Dans son écriture, on passe de la légèreté à une certaine détresse, voire désespérance.
Oui forcément, ce sont les symptômes de la maniaco-dépression dont elle souffrait. Mais il y a aussi une force incroyable, une vitalité à créer des choses, à affirmer un univers singulier qui va très très vite et va très loin. Son traitement de la temporalité ramène à quelque chose d'intime. On n'a pas besoin d'être maniaco-dépressive pour avoir des moments de questionnements sur la vie, et s'interroger sur ce qui se passe autour de soi. Tout le monde peut avoir des moments de fatigue et d'autres plus énergiques. Cette maladie le marque sans doute plus fort, mais en même temps, il y a tellement de pudeur et de tendresse que malgré tout, c'est universel. On peut par moments sentir la maladie, mais ce n'est jamais pesant, car son approche et son écriture sont très tendres.

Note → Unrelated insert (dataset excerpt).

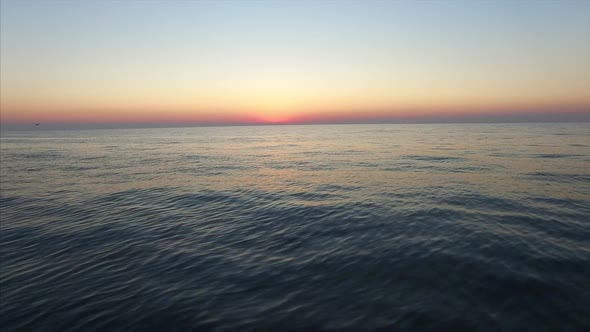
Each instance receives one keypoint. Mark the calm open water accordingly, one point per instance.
(345, 227)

Elle attache beaucoup d'importance au parler vrai et à la notion de vérité qui chez un créateur apparaissent souvent de manière oblique.
J'ai toujours aimé raconter des choses vraies de manière déguisée. J'adore maintenir une forme de pudeur et en même temps laisser apparaître des éclats d'impudeur absolue. Quand votre métier consiste à jouer, à être filmée, à chanter, on transmet forcément des choses très profondes sans nécessairement faire le tri entre la part de construction d'un personnage, ce qui vient du récit de l'autre et ce qu'on apporte d'intime soi-même. Dans une expérience comme celle-ci, il y a beaucoup de moi qui passe, même inconsciemment, et en même temps, je suis totalement au service de l'univers d'un auteur, ici Chantal Akerman, c'est quelque chose qui me stimule énormément.

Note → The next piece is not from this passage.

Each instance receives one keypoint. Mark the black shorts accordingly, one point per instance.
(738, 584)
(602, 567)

La vie d'un artiste éclaire-t-elle nécessairement son œuvre ?
Chez Chantal, le rapport intime qu'elle a avec sa mère éclaire bien des choses. On peut le voir dans son dernier film No Home Movie que je trouve très beau. Maniaco-dépressive, elle avait une grande fragilité. Et visiblement, à un moment, elle n'a plus eu la force de continuer. Dans son écriture, elle revenait sur la trajectoire de sa mère et l'impact de la Shoah, elle creusait les liens qui se tissaient avec sa propre vie et ses états de haut et bas. En parlant, même fugacement, de ses moments de création et de ses moments de non-création, elle évoque énormément de choses.

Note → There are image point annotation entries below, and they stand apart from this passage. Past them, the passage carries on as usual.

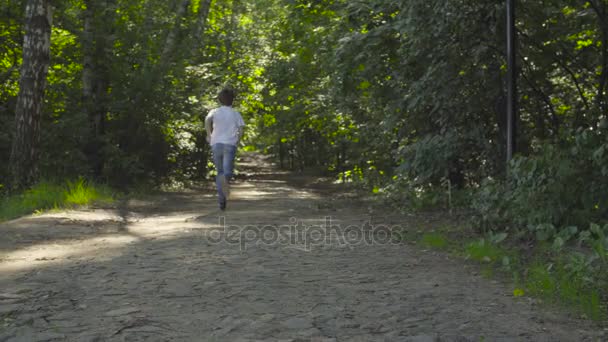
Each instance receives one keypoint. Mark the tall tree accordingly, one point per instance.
(97, 42)
(36, 55)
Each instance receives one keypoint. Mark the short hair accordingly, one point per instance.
(226, 97)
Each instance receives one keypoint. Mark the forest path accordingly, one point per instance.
(164, 269)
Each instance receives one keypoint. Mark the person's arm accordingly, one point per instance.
(209, 126)
(240, 129)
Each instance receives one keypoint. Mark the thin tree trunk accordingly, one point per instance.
(97, 42)
(23, 162)
(203, 13)
(171, 39)
(601, 10)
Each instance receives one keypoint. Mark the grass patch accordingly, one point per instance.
(47, 195)
(434, 240)
(564, 278)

Vous avez tourné Demain on déménage avec elle. Aviez-vous envie de partager sa personne au-delà de son œuvre ?
Oui, mais d'abord je voulais partager son écriture que je trouve très belle. C'est quelqu'un que j'aimais énormément, et avoir ses mots dans ma bouche est une manière de me rapprocher d'elle d'une autre façon, de continuer à la faire vivre et de transmettre sa pensée.

En tant que comédienne adoptez-vous une approche particulière pour une lecture ?
Le travail de comédienne est assez large, les lectures, le théâtre, la chanson, le cinéma, ou la télé sont des endroits d'exploration qui partent de la même fonction : essayer de transmettre des émotions des mots, de transmettre un univers et essayer de donner ce qu'on trouve le plus juste en allant chercher dans ce qu'on est. Et ce qui est vraiment intéressant, c'est aussi d'avoir le regard d'un metteur en scène ou d'un réalisateur pour transcender ces deux visions et élargir les choses.

Une lecture demande une autre attention de la part du public, cela change quelque chose pour la comédienne ?
J'ai l'impression que le public fait ce dont il a envie. Il a forcément envie de se divertir, d'être ému, de rêver, d'être transporté quelque part. Je pense que la lecture est sans doute plus près du conteur. J'ai assisté plusieurs fois à des lectures et c'est évidemment une forme plus intimiste mais personnellement j'ai du mal à scinder toutes les formes différentes d'expression.

Dans le cinéma de Chantal Akerman, qu'est-ce qui vous parle le plus ?
Sa forme audacieuse. Elle n'a absolument pas peur des hors-champ, de raconter les choses dans une temporalité qui oblige un peu à arrêter le cours du temps et à ne pas être dans la précipitation.

Et quel est le film qui vous touche le plus ?
Je reste encore sous l'influence de son tout dernier No Home Movie qui m'a vraiment bouleversée et j'y pense très souvent.